And calmly, over our supper, I did the first of the things that will damn me if I’m ever caught. I told Alec, in great detail, all about the Silence in 2355, together with some rather necessary bits of temporal physics to enable him to use that shuttle effectively. So very classified, and I divulged it! He knows, now, Dr. Zeus’s fear of the unforeseen apocalypse; he knows his window of opportunity, and what to plan for over the next four years. Whatever his plans may be.
I gather he has some kind of ally he calls the Captain, who is apparently the captain of his ship, though I’m a little confused on this point because I also had the impression he sails alone.
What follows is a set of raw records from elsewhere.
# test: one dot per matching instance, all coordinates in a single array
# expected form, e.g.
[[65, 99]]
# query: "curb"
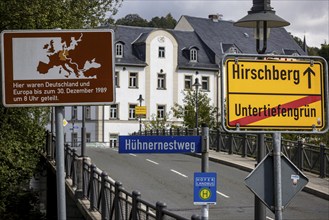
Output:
[[310, 190]]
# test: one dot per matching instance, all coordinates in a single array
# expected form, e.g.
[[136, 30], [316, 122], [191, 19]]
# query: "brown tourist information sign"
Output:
[[57, 67]]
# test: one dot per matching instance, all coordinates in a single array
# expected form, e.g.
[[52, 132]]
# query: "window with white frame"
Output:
[[116, 79], [119, 50], [233, 50], [188, 82], [113, 140], [131, 113], [74, 139], [88, 112], [161, 111], [193, 55], [133, 80], [162, 52], [74, 113], [161, 81], [114, 111], [205, 83]]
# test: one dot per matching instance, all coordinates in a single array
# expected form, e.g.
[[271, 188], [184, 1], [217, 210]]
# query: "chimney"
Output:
[[215, 17]]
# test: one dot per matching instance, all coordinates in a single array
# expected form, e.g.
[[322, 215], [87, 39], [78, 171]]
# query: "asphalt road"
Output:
[[169, 178]]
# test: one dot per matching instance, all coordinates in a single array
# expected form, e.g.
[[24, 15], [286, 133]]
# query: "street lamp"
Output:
[[196, 85], [140, 99], [261, 17]]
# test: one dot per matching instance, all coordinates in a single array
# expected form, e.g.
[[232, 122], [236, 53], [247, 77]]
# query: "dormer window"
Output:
[[230, 48], [233, 50], [119, 50], [194, 55]]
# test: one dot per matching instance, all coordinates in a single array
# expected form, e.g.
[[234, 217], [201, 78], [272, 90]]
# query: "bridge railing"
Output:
[[307, 157], [107, 196]]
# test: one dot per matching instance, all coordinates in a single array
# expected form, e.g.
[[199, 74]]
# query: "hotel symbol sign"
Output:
[[275, 95]]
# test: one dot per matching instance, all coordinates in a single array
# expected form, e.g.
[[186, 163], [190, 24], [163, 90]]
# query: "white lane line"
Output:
[[151, 161], [183, 175], [222, 194]]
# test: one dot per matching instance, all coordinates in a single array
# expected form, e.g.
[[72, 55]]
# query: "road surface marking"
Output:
[[151, 161], [183, 175], [222, 194]]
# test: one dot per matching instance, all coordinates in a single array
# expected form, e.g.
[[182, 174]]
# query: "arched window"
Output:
[[119, 50], [194, 55], [233, 50]]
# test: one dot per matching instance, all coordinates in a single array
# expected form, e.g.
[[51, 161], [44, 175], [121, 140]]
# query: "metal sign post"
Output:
[[60, 174], [277, 175], [58, 68], [275, 94]]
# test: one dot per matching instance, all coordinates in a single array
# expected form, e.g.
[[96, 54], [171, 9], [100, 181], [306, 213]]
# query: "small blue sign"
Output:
[[159, 144], [205, 185]]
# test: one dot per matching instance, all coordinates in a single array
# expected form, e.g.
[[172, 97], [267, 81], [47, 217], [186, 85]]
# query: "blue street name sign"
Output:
[[205, 185], [159, 144]]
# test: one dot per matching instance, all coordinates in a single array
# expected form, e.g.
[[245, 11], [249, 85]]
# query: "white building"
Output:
[[160, 65]]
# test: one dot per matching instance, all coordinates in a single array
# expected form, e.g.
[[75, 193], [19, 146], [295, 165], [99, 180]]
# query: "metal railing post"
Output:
[[118, 186], [300, 155], [134, 209], [159, 210], [92, 188], [66, 162], [104, 207], [195, 217], [85, 160], [218, 142], [73, 168], [322, 157]]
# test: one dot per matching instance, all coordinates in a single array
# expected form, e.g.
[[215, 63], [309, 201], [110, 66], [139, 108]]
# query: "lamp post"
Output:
[[140, 99], [261, 17], [196, 85]]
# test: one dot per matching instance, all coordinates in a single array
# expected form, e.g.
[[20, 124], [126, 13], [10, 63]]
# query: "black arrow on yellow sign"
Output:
[[309, 73]]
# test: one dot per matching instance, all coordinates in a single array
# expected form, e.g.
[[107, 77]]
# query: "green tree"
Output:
[[50, 14], [22, 130], [324, 51], [132, 20], [206, 112]]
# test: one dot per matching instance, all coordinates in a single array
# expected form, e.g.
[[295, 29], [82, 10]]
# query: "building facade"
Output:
[[160, 65]]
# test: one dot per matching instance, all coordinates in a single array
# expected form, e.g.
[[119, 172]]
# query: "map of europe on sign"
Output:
[[57, 67], [53, 58]]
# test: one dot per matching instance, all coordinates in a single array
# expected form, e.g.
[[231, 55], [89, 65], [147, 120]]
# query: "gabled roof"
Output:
[[128, 35], [188, 40], [212, 39], [133, 40], [214, 33]]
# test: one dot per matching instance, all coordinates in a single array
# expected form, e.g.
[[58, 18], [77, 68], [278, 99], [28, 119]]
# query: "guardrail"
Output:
[[307, 157], [107, 196]]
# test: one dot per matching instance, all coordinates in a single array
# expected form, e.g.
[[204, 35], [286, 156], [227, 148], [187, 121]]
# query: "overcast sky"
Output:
[[306, 17]]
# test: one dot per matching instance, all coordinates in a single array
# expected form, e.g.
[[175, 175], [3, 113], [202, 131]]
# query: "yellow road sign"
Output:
[[275, 94]]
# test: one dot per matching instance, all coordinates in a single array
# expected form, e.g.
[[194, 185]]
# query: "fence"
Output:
[[107, 196], [307, 157]]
But this Captain may be dead, which is one of the things he’s gone off to resolve/revenge.
The talk depressed him. He reached across the table and took my hand as we spoke. What kind of emotional life has he had? I could cheerfully kill his ex-wives, I think.
Oh, yes, I’ve changed. But I would burn in Hell for his dear sake.
I may yet.
He helped me wash the dinner dishes, and we hung his thermal underclothes up to dry before the fire, and at last we climbed into my narrow, creaking bed. Last time I’d lain in a real bed with him, he’d been Edward, and we’d been on the run all day and were too exhausted to do more than drift off to sleep together. Not this time! The bed has a permanent list to starboard now, and we were lucky it didn’t collapse
in extremis
. I really ought to fix it, but I can’t bear to. Just looking at it makes me smile.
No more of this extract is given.